We often hear about Nazis to whom Argentina gave refuge, but not Jews. It is Politically Inconvenient. None of this is to deny that Mussolini, Franco and Perón were also bad. But ancient historians had no difficulty in grasping that bad rulers could also do good. To the ancients, many rulers, perhaps most, were both. The ancients wisely saw this as the ruler’s perennial condition; tragedy even. By comparison, modern historians have declined into infantilism.
We might, however, be witnessing the faint stirrings of a return to the ancients. Mr Farrell’s book is one such stirring. In France recently I bought a copy of a new book on the strength of its title — Historiquement Correct (Perrin), by Jean Sévillia, an editor of Figaro magazine. It is a bracing look at French education’s and French politicians’ leftish way with history.
The book is a compendium of Politically Inconvenient information. M. Sévillia has the Spanish Inquisition as condemning relatively few to burning at the auto-da-fé. He has many Jews as being convinced of Dreyfus’s guilt, and speculates that had he not been the victim, Dreyfus himself — being unpleasant and an extreme nationalist — would have been anti-Dreyfusard, which may not be the point but is amusing. He has the Algerian nationalists committing many more, and many worse, atrocities than the French colonial army during the Algerian war. He has de Gaulle causing far more deaths by giving Algeria independence precipitately; the triumphant nationalists massacring many relatively humble Algerians who had worked for the colonial government He has the Spanish conquerors ending far more torture and murder among the natives of Mexico and Peru than they inflicted on them. 
Most mischievously, M. Sévillia has Pétain presiding over the saving of Jews, too. Like Mussolini, he passed anti-Semitic laws; but in the German shadow. Many French Jews were deported to their deaths. But many were saved. Pétain and his regime have long been held responsible for those who perished. M. Sévillia now raises a taboo subject: should not Pétain and his regime be held responsible for those who were saved? ‘Paradoxically,’ he writes, ‘neither Pétain, who made no speech accusing the Jews, nor Laval, was especially anti-Semitic.’
He adds that ‘Vichyite anti-Semitism contains all kinds of exceptions.’ During the notorious French police round-up of Parisian Jews in 1942, he says, certain policemen allowed so many Jews to escape that fewer than a half of those in Paris were seized. In Nancy, the police issued so many false papers that only 32 of the city’s 350 Jews were arrested.
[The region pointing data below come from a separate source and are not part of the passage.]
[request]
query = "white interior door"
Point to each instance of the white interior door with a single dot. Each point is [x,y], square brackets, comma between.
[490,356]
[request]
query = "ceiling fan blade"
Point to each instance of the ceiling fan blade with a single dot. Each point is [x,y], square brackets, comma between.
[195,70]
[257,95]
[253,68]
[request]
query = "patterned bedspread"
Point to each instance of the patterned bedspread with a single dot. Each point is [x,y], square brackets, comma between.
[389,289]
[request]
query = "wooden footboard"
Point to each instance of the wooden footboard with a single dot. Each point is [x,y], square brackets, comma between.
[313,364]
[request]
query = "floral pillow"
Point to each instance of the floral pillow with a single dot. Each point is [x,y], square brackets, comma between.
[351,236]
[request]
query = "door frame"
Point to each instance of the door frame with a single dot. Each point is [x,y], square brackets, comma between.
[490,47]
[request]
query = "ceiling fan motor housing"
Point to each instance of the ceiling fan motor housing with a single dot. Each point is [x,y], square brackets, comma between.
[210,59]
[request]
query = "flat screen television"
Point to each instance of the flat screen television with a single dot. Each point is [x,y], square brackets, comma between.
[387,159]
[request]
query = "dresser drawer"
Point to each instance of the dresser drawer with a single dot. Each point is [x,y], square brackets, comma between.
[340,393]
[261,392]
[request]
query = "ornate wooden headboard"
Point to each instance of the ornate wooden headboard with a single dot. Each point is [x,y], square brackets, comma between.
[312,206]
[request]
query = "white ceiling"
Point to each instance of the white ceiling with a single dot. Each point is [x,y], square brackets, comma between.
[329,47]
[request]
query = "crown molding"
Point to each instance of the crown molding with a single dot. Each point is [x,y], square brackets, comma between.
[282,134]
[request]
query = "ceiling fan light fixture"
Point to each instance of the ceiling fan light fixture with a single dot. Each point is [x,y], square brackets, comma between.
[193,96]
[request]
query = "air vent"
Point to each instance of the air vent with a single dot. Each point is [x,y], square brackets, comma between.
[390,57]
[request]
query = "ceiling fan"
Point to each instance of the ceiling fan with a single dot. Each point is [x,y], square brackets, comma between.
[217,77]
M. Sévillia has a quotation from the French historian of the Occupation, Henri Amouroux — whom the French Left disapproves of — which could serve as the motto for the new school of Politically Inconvenient history for which some of us hope: ‘Il existe une relativité dans le mal.’
On the subject of France, after writing my last piece here, I was mortified to discover, too late, that I had spelt de Gaulle’s adversary Giraud as ‘Guiraud’, despite an almost lifelong interest in the subject. I can only plead as shoplifters do on these occasions: I don’t know what came over me.
This confession is voluntary. I awaited the mocking readers’ letters. None came. This may say something about this magazine’s readers or about how many of them read me. Eventually, a card arrived from a French friend in Paris; a gentle correction. 
But it serves Giraud right. When Roosevelt forced de Gaulle to have a meeting with his rival, Giraud made a point of addressing the general as Gaulle. But it is also said that de Gaulle greeted Edward Heath — during the first abortive Common Market negotiations — with: ‘Bonjour, M. Maudling.’